Crowley returns as O's let Down go Hitting 'adjustments' to improve, Miller says

October 07, 1998|By Joe Strauss | Joe Strauss,SUN STAFF

The toll for their fall-down season reached into the Orioles' clubhouse yesterday as the club dismissed hitting coach Rick Down and named former Orioles designated hitter and hitting coach Terry Crowley as his successor.

Crowley, 51, had served as Minnesota Twins hitting coach the past eight seasons but will rejoin the organization for whom he twice played and previously served as hitting coach under four managers from 1985 to '88.

"He's a lot like I was as a pitching coach -- very involved with every hitter," manager Ray Miller said. "As a player and as a coach, he was always a guy who could make adjustments. That's one thing we need to do. If a guy is pitching a certain way, you have to adjust. [Crowley] lives and dies with the hitters like I did with pitchers. If you're 0-for-4, he shares it with you."

Crowley, who has maintained a Baltimore residence since his playing career with the Orioles ended in 1982, received permission last week from Twins general manager Terry Ryan to discuss the anticipated opening with Miller.

Crowley and Miller have known each other for 20 years since Miller served as pitching coach in his first Orioles stint (1978-85) and Crowley as the most accomplished pinch hitter in club history. Few within the organization were surprised by the move, including Down, who was notified by Miller on Monday night.

"I can't say I'm shocked," said Down, "but you're still disappointed when you get that call. At least I can get up in the morning, look in the mirror, and be satisfied with the work I gave them. If Ray wants to move in a different direction, that's his prerogative."

Noting the team's inability to manufacture runs during last October's ALCS loss, Miller promised during spring training that the Orioles would break from their long-standing addiction to slugging and ponderous base running.

But such an approach required fresher legs and a different mind-set, neither of which could be found within the game's oldest clubhouse. Miller tried without success to force feed a National League-style offense to a team that ranked 13th in the league in stolen bases. Center fielder Brady Anderson led the club with 21 steals.

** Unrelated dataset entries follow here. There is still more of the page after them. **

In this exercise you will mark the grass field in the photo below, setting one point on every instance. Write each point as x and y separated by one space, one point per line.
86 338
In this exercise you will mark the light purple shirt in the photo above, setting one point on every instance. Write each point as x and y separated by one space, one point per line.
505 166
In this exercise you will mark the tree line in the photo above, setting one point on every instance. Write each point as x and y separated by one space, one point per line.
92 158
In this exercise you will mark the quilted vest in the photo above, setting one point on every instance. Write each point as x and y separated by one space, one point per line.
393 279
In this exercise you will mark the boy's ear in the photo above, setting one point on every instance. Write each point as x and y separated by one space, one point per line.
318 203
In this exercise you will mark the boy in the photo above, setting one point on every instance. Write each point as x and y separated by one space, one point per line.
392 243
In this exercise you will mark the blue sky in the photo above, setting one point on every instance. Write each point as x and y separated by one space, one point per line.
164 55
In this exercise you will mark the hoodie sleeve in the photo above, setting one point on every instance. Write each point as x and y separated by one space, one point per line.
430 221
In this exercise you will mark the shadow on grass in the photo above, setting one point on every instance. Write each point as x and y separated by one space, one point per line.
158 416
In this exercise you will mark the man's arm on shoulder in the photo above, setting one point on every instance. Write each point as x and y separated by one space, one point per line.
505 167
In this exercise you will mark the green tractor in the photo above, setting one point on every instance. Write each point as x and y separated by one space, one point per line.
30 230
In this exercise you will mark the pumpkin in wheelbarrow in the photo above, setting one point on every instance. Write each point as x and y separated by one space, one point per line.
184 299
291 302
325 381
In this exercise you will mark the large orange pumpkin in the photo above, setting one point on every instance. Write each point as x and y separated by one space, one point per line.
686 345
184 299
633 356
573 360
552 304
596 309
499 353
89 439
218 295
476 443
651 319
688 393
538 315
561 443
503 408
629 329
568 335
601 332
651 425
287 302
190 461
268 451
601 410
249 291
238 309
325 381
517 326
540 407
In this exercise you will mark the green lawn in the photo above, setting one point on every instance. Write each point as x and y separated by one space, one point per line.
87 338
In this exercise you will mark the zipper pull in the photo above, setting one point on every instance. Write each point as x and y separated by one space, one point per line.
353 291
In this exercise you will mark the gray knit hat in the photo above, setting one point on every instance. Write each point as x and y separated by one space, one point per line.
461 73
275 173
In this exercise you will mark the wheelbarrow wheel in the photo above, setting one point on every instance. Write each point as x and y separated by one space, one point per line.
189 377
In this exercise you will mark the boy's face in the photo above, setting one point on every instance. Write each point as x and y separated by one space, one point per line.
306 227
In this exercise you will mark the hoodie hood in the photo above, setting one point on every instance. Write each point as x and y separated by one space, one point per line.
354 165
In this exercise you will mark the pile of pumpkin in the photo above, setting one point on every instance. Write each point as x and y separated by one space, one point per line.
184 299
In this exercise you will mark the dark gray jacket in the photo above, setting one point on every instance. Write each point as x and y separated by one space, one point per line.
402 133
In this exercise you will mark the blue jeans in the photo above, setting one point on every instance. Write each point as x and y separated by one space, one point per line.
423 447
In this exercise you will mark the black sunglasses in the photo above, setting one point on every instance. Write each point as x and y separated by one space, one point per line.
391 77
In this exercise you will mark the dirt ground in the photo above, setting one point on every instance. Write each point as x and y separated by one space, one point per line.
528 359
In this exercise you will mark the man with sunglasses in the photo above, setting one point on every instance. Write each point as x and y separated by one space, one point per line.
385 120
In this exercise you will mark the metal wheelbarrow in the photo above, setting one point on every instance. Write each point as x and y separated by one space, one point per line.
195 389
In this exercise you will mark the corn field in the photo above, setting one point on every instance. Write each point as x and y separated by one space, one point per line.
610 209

Offensive numbers nearly identical to 1997's AL East title season proved inadequate because of the pitching staff's injury-related

problems. The Orioles improved in slugging and on-base percentage yet scored only five more runs.

Miller's reference to "adjustments" centered on his club's struggles against left-handers and previously unseen arms as well as with situational hitting.

"If there was any problem between Ray and me, it certainly didn't come from here," Down said yesterday from his Las Vegas home. "I guess he had a problem with me."

"I just thought we needed to make a change," said Miller. "We had so many runners at second and third with nobody or one out and didn't do anything. It was frustrating."

The relationship between Miller and Down eroded throughout a disappointing season. Last October, Down pledged to Miller that he would remain in Baltimore despite a five-year offer to serve in the same capacity with the Arizona Diamondbacks.

Down still has a year believed worth more than $150,000 left on a two-year contract and will not be offered another job within the organization.

Down, 47, served two seasons under Miller's predecessor, Davey Johnson, and received support from general manager Pat Gillick to succeed Johnson as manager. Majority owner Peter Angelos opted for Miller instead.

Miller is unsure of further changes within his staff. First base coach Carlos Bernhardt may return to the Dominican Republic, where he would serve as coordinator for the club's Caribbean scouting and player development. Pitching coach Mike Flanagan may seek a return to the HTS broadcast booth.

The Orioles, meanwhile, have completed the first phase of their search for a successor to Gillick. Angelos and chief operating officer Joe Foss will next determine how many of the five candidates will receive a second interview. Regardless, Foss says the quality of those under consideration has been "overwhelming."

Describing the next step as "a wonderful challenge," Foss said, "I've been extremely impressed by these superior candidates who know the industry and the Orioles' organization from top to bottom. It's been extraordinarily impressive how well-schooled the candidates have been."